Everyday reality conjured out of magical fiction

Guy Masterson in Under Milk Wood. Photo: supplied
Guy Masterson in Under Milk Wood. Photo: supplied
Under Milk Wood
Fortune Theatre
Saturday, October 8

Reviewed by Helen Watson White 

Helen Watson White
Helen Watson White

To begin at the beginning: It is spring, moonless night in the small town, starless and bible-black, the cobblestreets silent and the hunched, courters'-and-rabbits' wood limping invisible down to the sloeblack, slow, black, crowblack, fishing boat-bobbing sea...

Whoever remembers Richard Burton delivering these lines will be grateful to his nephew Guy Masterson for continuing the family tradition.

Under Milk Wood, a "Play for Voices'' by fellow-Welshman Dylan Thomas, evokes an everyday reality out of magical fiction. On Saturday night, Masterson brought that magic here; the audience was rapt, their standing ovation his reward.

In the first radio broadcast of Under Milk Wood in 1958, there were 27 voices, Masterson recounts in an interview (ODT October 1).

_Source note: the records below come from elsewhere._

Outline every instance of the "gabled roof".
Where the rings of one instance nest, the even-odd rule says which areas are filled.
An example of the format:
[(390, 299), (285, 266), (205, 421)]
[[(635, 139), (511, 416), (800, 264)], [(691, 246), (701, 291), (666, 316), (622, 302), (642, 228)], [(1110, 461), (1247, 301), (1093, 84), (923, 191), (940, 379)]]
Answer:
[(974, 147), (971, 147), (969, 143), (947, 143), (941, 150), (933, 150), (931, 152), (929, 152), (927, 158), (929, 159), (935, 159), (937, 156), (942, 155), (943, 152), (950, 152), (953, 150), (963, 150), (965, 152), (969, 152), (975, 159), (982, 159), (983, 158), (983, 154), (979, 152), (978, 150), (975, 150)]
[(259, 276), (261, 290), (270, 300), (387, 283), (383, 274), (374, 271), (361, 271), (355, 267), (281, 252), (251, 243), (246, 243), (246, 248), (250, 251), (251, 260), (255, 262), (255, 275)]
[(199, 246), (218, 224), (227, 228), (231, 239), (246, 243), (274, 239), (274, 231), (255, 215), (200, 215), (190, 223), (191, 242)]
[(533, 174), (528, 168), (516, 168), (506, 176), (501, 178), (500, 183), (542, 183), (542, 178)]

In this captivating revival of a play that has taken many forms in different media, his is the only voice, albeit divided among some 69 characters. Dressed in distinctly ordinary pyjamas, with two props, a beer mug and a chair, he enters the sleeping bodies and dreaming heads of people in the seaside town of Llaregyb (or Llareggub - read it backwards).

As they toss and turn in bed, cuddle a spouse, fight private battles, their unexpressed memories, misfortunes and desires are given voice in songs, rhymes and highly poetic prose.

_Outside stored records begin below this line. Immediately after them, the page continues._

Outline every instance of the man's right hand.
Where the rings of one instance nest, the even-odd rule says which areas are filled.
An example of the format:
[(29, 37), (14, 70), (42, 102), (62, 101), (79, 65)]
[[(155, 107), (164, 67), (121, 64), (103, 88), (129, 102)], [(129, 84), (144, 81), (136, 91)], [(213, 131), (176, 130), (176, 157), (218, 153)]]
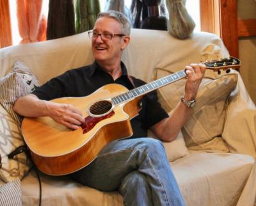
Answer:
[(81, 111), (71, 104), (47, 102), (46, 107), (51, 118), (68, 128), (77, 129), (84, 123)]
[(82, 113), (74, 106), (40, 100), (33, 94), (19, 98), (14, 111), (24, 116), (49, 116), (72, 129), (79, 129), (84, 122)]

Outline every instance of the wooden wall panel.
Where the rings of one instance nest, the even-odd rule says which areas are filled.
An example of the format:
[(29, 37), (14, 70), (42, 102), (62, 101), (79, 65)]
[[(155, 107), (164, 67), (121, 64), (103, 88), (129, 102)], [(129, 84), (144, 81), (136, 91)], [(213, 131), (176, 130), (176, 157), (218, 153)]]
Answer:
[(256, 36), (256, 19), (238, 20), (238, 37)]
[(0, 48), (12, 45), (8, 0), (0, 1)]
[(220, 36), (230, 56), (239, 57), (237, 1), (220, 0)]

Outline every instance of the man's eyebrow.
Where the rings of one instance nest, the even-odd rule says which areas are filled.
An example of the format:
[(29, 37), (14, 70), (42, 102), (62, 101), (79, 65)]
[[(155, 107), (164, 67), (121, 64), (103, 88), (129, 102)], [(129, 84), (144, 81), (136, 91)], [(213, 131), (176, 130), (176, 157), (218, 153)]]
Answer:
[[(99, 32), (96, 29), (93, 29), (92, 30), (92, 31)], [(113, 32), (109, 31), (106, 31), (106, 30), (104, 30), (104, 31), (103, 31), (101, 32), (101, 33), (109, 33), (109, 34), (113, 33)]]

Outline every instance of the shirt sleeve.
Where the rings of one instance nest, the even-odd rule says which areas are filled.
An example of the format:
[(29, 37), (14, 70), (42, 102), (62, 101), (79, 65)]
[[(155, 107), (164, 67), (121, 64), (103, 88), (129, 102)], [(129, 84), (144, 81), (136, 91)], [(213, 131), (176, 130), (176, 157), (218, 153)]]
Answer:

Masterson's animated narration is accompanied by a soundtrack incorporating selected imagery. This suggests a balance that's been worked for: when to admit other senses to the experience, and when to leave the text well alone?

I certainly enjoyed the monstrous night shadows cast by spotlights on the forestage. Both actor and audience relished the theatricality of this performance, the clowning, the suggestiveness, the irony. It's a classic: a day in the life of ordinary folk, conveyed in unforgettable words.